Component Technology Why I Chose It
News Fetching Brave Search API Good coverage, reasonable pricing
AI Analysis xAI Grok Fast, cost-effective, good at structured output
Backend AWS Lambda Serverless = pay only for what you use
Database AWS DynamoDB Fast reads, scales automatically
Frontend React Industry standard, great ecosystem
Hosting GitHub Pages Free for static sites

Why Serverless?

Traditional servers run 24/7 whether anyone is using them or not. That's expensive.
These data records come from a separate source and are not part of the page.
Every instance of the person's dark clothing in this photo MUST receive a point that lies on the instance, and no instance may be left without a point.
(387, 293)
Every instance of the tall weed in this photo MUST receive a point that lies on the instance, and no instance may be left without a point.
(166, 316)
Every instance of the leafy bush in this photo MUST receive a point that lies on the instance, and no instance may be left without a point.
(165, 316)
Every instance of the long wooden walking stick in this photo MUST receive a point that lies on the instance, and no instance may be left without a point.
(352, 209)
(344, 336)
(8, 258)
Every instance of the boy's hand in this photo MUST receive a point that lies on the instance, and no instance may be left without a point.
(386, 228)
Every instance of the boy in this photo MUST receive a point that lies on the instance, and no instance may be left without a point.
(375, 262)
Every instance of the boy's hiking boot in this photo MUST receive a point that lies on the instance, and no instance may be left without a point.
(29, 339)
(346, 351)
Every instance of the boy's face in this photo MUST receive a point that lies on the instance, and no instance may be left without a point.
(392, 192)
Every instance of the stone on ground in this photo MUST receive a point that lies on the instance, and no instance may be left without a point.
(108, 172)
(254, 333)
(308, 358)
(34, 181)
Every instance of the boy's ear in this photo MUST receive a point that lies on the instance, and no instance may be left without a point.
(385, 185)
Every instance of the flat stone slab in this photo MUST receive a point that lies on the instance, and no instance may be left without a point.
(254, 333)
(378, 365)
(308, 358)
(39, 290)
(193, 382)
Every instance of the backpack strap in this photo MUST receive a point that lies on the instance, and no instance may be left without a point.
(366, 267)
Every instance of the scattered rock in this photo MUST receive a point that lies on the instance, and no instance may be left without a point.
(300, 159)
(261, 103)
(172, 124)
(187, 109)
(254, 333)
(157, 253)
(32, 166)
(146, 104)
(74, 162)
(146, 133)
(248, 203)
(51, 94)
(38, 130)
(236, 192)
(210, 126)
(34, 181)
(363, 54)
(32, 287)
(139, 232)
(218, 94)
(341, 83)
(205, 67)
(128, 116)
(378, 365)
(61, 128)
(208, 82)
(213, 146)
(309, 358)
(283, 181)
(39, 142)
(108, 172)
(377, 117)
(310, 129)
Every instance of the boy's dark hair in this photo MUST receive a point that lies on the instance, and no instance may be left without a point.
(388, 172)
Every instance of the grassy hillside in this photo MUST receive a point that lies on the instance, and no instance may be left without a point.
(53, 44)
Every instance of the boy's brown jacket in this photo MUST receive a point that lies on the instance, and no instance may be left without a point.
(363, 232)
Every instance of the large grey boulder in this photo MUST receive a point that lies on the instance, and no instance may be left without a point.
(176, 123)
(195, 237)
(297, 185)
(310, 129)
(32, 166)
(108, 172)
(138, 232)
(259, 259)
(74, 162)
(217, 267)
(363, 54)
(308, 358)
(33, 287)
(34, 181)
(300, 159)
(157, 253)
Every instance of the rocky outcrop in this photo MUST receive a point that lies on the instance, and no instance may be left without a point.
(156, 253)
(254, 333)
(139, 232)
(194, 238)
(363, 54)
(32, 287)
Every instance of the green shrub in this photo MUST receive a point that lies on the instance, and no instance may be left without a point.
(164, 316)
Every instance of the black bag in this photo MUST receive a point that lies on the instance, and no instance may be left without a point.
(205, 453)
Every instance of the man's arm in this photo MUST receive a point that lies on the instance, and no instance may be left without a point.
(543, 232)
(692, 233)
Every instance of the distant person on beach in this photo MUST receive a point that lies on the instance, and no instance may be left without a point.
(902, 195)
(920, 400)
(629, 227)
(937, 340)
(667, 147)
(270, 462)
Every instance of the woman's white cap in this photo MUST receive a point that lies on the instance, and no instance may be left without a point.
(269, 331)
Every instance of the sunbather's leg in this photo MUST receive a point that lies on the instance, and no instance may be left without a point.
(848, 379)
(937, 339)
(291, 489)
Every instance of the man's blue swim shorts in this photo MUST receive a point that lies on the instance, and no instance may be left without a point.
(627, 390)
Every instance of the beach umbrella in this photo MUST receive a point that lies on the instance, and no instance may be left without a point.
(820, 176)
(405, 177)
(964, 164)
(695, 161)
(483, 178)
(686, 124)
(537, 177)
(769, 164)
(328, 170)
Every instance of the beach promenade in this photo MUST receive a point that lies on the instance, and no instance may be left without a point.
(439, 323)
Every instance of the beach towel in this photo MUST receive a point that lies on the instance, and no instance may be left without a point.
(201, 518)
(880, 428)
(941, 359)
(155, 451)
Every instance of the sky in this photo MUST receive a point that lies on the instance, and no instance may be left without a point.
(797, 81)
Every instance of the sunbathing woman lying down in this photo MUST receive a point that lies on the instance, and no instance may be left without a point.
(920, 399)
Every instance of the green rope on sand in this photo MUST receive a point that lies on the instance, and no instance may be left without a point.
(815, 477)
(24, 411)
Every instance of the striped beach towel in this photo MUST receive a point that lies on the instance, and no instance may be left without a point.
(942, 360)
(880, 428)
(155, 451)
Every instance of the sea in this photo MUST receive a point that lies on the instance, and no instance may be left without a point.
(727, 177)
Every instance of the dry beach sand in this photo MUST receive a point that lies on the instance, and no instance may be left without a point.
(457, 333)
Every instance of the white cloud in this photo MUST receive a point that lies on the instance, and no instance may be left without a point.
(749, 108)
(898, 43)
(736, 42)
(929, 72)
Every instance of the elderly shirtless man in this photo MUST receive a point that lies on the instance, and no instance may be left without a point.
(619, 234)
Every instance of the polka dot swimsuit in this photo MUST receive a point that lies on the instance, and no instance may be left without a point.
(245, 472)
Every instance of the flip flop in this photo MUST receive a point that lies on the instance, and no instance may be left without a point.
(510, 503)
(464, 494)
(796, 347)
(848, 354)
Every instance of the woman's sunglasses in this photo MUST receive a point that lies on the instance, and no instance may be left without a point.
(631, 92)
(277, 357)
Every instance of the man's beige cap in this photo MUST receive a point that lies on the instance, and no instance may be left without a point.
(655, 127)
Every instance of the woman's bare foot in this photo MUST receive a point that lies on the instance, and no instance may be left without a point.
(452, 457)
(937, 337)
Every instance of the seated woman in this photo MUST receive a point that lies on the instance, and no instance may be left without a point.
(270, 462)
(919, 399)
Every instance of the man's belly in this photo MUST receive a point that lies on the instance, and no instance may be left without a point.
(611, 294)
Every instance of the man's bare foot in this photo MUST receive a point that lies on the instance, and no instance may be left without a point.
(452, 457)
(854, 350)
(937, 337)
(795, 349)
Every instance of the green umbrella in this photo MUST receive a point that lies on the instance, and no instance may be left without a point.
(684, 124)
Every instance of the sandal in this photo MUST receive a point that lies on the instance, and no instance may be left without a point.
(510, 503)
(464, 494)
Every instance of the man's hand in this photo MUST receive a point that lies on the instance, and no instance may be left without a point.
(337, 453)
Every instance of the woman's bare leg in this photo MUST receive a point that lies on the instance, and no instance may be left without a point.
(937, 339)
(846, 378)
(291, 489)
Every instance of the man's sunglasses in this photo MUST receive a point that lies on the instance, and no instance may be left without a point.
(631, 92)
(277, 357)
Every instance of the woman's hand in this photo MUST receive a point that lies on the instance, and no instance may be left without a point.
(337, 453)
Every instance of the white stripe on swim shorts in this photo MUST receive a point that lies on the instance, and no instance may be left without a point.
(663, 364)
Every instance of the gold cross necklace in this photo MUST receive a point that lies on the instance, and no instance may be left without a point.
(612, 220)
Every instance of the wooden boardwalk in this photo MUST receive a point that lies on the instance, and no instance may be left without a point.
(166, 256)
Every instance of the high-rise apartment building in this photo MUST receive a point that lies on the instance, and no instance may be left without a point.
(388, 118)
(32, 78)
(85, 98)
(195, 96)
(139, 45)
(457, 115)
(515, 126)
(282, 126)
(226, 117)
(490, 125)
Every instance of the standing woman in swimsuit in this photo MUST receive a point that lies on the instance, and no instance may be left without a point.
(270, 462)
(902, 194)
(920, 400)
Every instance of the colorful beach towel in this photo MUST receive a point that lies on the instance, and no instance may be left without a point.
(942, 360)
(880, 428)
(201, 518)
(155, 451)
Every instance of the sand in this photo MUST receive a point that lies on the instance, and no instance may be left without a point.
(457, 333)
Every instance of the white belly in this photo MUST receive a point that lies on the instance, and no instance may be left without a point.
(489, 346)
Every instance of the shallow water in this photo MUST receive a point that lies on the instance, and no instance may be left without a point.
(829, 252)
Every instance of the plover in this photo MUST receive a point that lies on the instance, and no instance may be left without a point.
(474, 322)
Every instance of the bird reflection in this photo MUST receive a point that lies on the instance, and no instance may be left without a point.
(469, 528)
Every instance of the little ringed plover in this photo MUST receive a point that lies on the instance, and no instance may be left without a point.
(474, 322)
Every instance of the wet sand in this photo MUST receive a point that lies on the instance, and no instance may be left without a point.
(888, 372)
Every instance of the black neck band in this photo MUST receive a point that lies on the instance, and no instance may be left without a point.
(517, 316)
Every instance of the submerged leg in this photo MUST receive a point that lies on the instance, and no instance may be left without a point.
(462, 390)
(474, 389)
With AWS Lambda, I only pay when code executes. The system runs hourly to refresh topics, and on-demand when users request analysis. During off-peak hours, cost approaches zero.

For a side project that needs to be sustainable, this makes all the difference.

The Monthly Cost Breakdown

Service Monthly Cost (CAD)
Brave Search API ~$20
xAI Grok (topic clustering) ~$14
xAI Grok (analysis) ~$21
AWS Lambda ~$10
AWS DynamoDB ~$10
GitHub Pro ~$6
Total ~$81/month

That's about $2.70 per day — less than a single coffee.

Or put another way: half the cost of a Netflix subscription to run an AI system that processes news from around the world every hour.

The key to keeping costs low:

  1. Aggressive caching — Don't regenerate what hasn't changed
  2. Serverless architecture — Pay only for actual compute time
  3. Efficient AI models — xAI Grok is optimized for cost/performance
  4. Smart batching — Group operations to minimize API calls

The Technical Challenge That Almost Broke Everything

About a month in, users started reporting a strange problem.

Every hour, right when the system refreshed, they'd see errors. The topics would load, but when they clicked "Summarize" or "Predict," they'd get a 503 error. Wait a few minutes, and it worked fine.

I dug into the logs and found the issue:

The refresh cycle had a race condition.

Here's what was happening:

  1. Hourly job fetches new topics from news sources
  2. New topics get written to the database immediately
  3. Users see the new topics and click for analysis
  4. But the analysis (summaries, predictions) hadn't been generated yet
  5. 503 error

The old data was being deleted before the new data was ready. Users were seeing the new topics but getting errors when they tried to interact with them.

The Solution: Blue-Green Deployment for Data

I borrowed a concept from application deployment: blue-green switching.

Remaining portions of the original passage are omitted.